Knowing these laws matters. It is key to avoid getting a ticket and taking a court-ordered traffic school course. So, it is important that you are familiar with the road rules in your home state and the other states you might be visiting.

Now, let’s continue that discussion by looking at the driver’s license point system and other traffic laws in a few more states.

Driver’s License Point System

The driver’s license point system is used in pretty much every state. This system assigns point values to each type of traffic offense. The reason behind this system is to allow each state’s motor vehicle department to keep track of people’s driving records.

The driver’s license point system is not exactly the same per state. Each has its own process and set of rules.

For example, each state chooses how many points to assign to a specific offense. Also, the consequences for acquiring X number of points vary from state to state.

It is worth mentioning that most states observe the same tenets when they designed their system. For example, they assign higher point values to more serious violations. They also hand severe punishments for offenders who accumulate too many points in a short period of time.

Below are the point system rules in certain states:

Maryland Driving Laws

The point system in Maryland is as follows:

  • 1 point: speeding up to 9 miles over the limit
  • 2 points: speeding 10-19 miles over the limit
  • 3 points: speeding 20-29 miles over the limit
  • 4 points: speeding 30 or more miles over the limit
  • 5 points: reckless driving
  • 8 points: DUI
  • 12 points: leaving the scene of an accident

Your license will be suspended if you accumulate 8 or more points in 2 years. The length of the suspension varies depending on the number of points you have and how often you have been suspended previously. You may also be required to complete a driver improvement course.

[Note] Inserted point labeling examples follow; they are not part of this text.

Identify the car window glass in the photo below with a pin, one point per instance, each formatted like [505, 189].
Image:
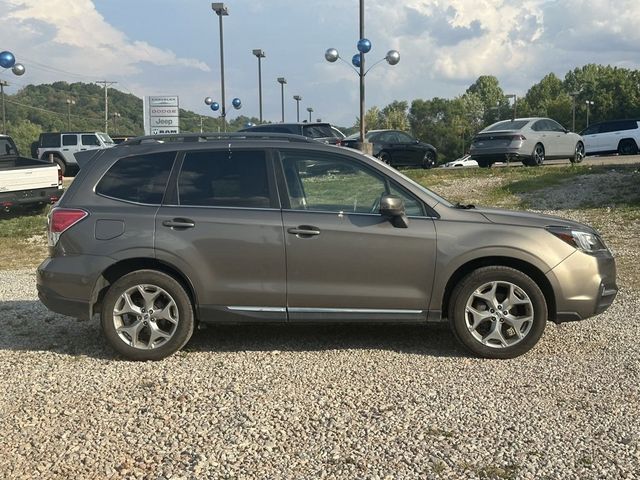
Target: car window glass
[404, 138]
[224, 179]
[69, 140]
[140, 179]
[331, 183]
[90, 140]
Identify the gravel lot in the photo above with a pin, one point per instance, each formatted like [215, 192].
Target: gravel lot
[317, 402]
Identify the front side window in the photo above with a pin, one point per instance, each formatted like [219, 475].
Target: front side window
[139, 179]
[68, 140]
[330, 183]
[224, 179]
[90, 140]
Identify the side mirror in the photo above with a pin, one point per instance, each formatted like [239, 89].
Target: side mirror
[392, 206]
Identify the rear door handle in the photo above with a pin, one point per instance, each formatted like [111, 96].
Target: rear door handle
[304, 231]
[179, 223]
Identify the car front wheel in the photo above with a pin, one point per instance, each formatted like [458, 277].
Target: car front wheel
[498, 312]
[147, 315]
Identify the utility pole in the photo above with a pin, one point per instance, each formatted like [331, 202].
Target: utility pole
[107, 84]
[3, 84]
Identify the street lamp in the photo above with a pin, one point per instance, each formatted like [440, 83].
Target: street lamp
[358, 60]
[515, 102]
[69, 103]
[589, 104]
[222, 11]
[297, 98]
[8, 60]
[116, 116]
[260, 55]
[282, 81]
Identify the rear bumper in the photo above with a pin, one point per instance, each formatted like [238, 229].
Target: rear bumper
[585, 285]
[30, 197]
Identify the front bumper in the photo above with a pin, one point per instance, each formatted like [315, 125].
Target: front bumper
[585, 285]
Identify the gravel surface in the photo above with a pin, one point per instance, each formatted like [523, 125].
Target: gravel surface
[316, 402]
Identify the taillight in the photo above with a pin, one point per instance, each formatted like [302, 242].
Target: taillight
[62, 219]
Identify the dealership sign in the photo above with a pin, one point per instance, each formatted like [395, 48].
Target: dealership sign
[161, 114]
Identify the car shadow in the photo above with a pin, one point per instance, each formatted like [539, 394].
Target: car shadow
[29, 326]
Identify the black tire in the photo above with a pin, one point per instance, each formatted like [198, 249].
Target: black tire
[627, 146]
[385, 157]
[534, 306]
[167, 289]
[578, 154]
[537, 157]
[429, 159]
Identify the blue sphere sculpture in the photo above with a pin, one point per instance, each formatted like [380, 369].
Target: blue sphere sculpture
[364, 45]
[7, 60]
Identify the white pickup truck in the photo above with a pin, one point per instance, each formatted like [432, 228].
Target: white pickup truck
[26, 181]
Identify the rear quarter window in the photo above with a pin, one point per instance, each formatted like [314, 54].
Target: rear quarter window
[139, 179]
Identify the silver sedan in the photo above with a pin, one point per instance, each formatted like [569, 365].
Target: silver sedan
[529, 140]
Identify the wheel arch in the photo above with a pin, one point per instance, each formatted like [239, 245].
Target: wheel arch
[496, 261]
[124, 267]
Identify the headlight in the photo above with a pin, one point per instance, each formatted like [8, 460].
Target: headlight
[586, 241]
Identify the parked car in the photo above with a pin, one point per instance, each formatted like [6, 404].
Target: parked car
[396, 148]
[464, 161]
[529, 140]
[323, 132]
[62, 146]
[26, 182]
[157, 237]
[615, 136]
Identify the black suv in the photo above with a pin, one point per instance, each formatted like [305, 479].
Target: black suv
[159, 235]
[396, 148]
[323, 132]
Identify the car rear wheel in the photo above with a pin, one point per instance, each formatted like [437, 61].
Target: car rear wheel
[578, 155]
[147, 315]
[497, 312]
[627, 147]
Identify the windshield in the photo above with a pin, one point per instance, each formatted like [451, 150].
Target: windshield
[428, 192]
[317, 131]
[507, 125]
[7, 147]
[105, 138]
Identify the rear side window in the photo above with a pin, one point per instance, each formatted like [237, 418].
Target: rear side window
[139, 179]
[68, 140]
[224, 179]
[90, 140]
[50, 140]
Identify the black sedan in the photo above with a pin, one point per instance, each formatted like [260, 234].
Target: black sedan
[396, 148]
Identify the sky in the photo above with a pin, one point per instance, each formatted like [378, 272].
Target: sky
[164, 47]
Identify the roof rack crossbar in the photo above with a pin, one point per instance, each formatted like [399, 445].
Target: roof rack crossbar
[212, 137]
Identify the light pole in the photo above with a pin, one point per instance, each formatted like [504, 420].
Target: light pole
[515, 102]
[358, 62]
[260, 54]
[222, 11]
[297, 98]
[282, 81]
[8, 60]
[589, 104]
[69, 103]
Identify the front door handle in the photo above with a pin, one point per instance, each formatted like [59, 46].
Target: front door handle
[304, 231]
[179, 223]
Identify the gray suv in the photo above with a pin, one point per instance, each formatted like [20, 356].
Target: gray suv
[158, 236]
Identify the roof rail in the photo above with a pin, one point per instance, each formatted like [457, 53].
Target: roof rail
[212, 137]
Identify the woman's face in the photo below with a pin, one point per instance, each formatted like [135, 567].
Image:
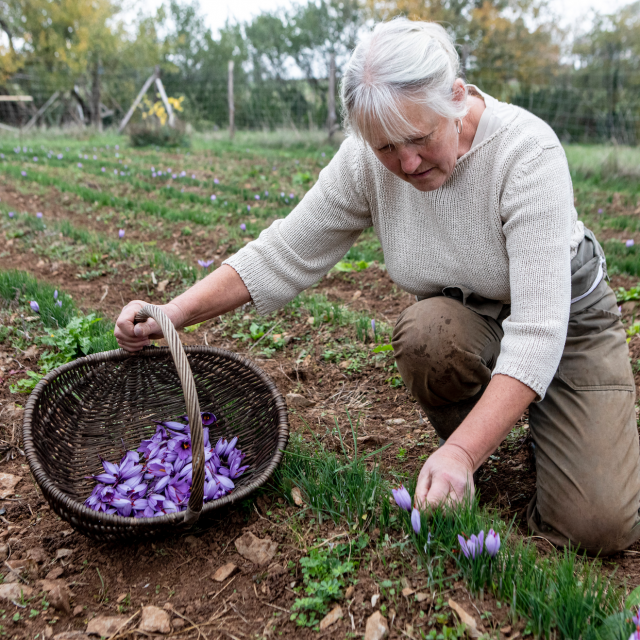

In Maryland, you can be placed on probationary status if you accumulate 4 or more points in 12 months. Probationary status means that you are at risk of having your license suspended if you get any more points. If you are placed on probationary status, you may be required to complete a driver improvement course. 

Need to remove points from a citation – take the Maryland online traffic school.

Massachusetts Driving Laws

The awarding of points for traffic violations is the same as in Maryland. However, what happens is different if you accumulate 12 or more points in 3 years – your license will be suspended. Also, the length of the suspension depends on the number of points and suspensions you have incurred.

Reduce your insurance premium – take the Massachusetts defensive driving course

Minnesota Driving Laws

If you get convicted of a moving violation, you will receive points on your driving record. The number of points you receive depends on the severity of the violation.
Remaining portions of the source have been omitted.